Yes, it is true. Rachel is driving. It is such a strange feeling for me to sit in the passenger seat beside my offspring as she turns the key of the ignition and starts the car and pulls out into TRAFFIC!! My baby is driving on the dangerous streets of South Florida. How scary is that. Not because Rachel is driving, but because I now have to worry about her safety from the other crazy drivers on the road.

Okay, so she only has her learners permit. I have an entire year to get used to this notion. But still. Just five years ago she was ten years old and in elementary school. Ten years ago she was in Kindergarten and fifteen years ago she was wearing diapers. Oh I guess I am getting melodramatic here.

Later in the day we made another trip to go pick the car and I headed off to the gym. It was a lovely workout because instead of using the machines or the mats in the corner, I went into the aerobics room because it was empty and did some dance exercises. Boy am I out of shape in that genre, but I enjoyed it anyway. Some plies using the wall to steady myself. I even practiced attitudes and arabesques and turns. I had a bit of a giggle because as I was doing these exercises listening to James Taylor, Billy Joel and Green Day -- there was this guy in there practicing his jabs at the punching bag! What a dichotomy!

Well after about an hour and a half, I had more than enough. I treated myself to a nice soak in the whirlpool. When you break a sweat in water, you know it is time to get out! But I then treated myself to a few minutes in the sauna. At that point I REALLY needed a shower. When I looked in the mirror I had to laugh out loud because my face was so very red.

But I feel great. I am now sitting and sipping water waiting for Joel to tell us when dinner is ready.

And so another Leshinsky weekend comes to a close. I guess I started out this line of thinking saying that today was NOT a typical day, however, it became exactly that! A typical Sunday! Nothing terribly dramatic, but I like consistency. It is very comforting to me.

Saturday, September 09, 2006

Another Saturday Night

So here we are, back home again. Me, sitting in the bedroom, water on the night stand, television providing a backdrop of white noise that I occasionally pay attention to, Adina watching cartoons in her room, Rachel working on MySpace.com and Joel in his icy cold cave of a den watching something on that televion.
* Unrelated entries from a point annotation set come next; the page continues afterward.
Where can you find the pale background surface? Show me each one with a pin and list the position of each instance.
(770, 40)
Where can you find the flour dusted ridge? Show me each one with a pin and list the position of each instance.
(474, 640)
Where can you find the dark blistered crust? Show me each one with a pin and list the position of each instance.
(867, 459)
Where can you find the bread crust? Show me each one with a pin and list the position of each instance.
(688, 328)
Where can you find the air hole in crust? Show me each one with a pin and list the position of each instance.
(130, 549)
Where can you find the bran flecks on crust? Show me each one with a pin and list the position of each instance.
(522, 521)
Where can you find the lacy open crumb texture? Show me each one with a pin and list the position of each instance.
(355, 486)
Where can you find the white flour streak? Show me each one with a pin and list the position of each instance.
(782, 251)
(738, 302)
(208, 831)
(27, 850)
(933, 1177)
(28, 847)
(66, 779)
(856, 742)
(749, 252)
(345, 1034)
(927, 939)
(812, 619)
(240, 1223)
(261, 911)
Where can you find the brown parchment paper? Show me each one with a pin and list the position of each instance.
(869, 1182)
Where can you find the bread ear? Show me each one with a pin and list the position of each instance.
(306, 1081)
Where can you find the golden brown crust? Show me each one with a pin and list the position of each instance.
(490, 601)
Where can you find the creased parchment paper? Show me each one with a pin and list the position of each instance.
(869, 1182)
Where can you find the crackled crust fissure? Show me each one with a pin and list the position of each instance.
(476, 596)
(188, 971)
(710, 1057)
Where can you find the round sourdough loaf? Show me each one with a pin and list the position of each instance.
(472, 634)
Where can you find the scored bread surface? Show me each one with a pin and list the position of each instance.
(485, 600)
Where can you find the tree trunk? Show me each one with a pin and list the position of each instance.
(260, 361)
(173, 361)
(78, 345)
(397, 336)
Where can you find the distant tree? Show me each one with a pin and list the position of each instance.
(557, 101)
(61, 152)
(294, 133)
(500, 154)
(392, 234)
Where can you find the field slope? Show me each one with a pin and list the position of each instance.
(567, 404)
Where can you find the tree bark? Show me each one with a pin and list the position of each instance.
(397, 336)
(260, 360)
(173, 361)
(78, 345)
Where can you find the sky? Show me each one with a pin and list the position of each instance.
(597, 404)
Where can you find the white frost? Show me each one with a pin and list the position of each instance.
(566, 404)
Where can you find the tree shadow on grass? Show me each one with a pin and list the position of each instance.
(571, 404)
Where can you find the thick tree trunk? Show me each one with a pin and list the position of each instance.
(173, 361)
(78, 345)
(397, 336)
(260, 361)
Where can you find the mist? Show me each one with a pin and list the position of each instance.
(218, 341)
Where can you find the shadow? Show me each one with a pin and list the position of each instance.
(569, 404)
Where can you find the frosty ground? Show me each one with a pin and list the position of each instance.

We went out to dinner with Dad and Elaine and Gert to a pizza place on Federal Highway near the airport called Anthony's. They had the absolute BEST pizza I have ever tasted. Maybe I was really hungry, but this pizza had such a fabulous taste. It is a very thin crust, very little cheese, sweet roasted pepper, green peppers and mushrooms. Then it is cooked in a REAL brick oven. Wonderful, wonderful, wonderful. I topped it off with a glass of red wine and the Marlins game. I couldn't be happier.

We had to leave as the Marlins went into the bottom of the 9th inning and the score was 3 to 3. That was not easy for me. However, we put the game on in the car, but I really couldn't hear because everyone insisted on talking over the radio announcers.

Oh well, the Marlins finally did win, but I missed hearing it! But Monday night, we will be going to the game and they will be playing my beloved Mets! Then I have a difficult time. I love my Mets, but I am loyal to the Marlins. I end up cheering for both teams and the girls yell at me to be quiet!!

All in all, it was a very nice day. I did start very early at 6 am when Joel left for work. I just got up and started moving and reading email and trying to catch up on all the things that have been hanging since I came home from Alaska. I do feel that I made quite a dent in my work. I feel more organized and I have delegated a lot of the work away to my staff. Now I just have to trust them to do the work that has been assigned.

Anyway, it is Saturday night, enough about work and more about relaxation.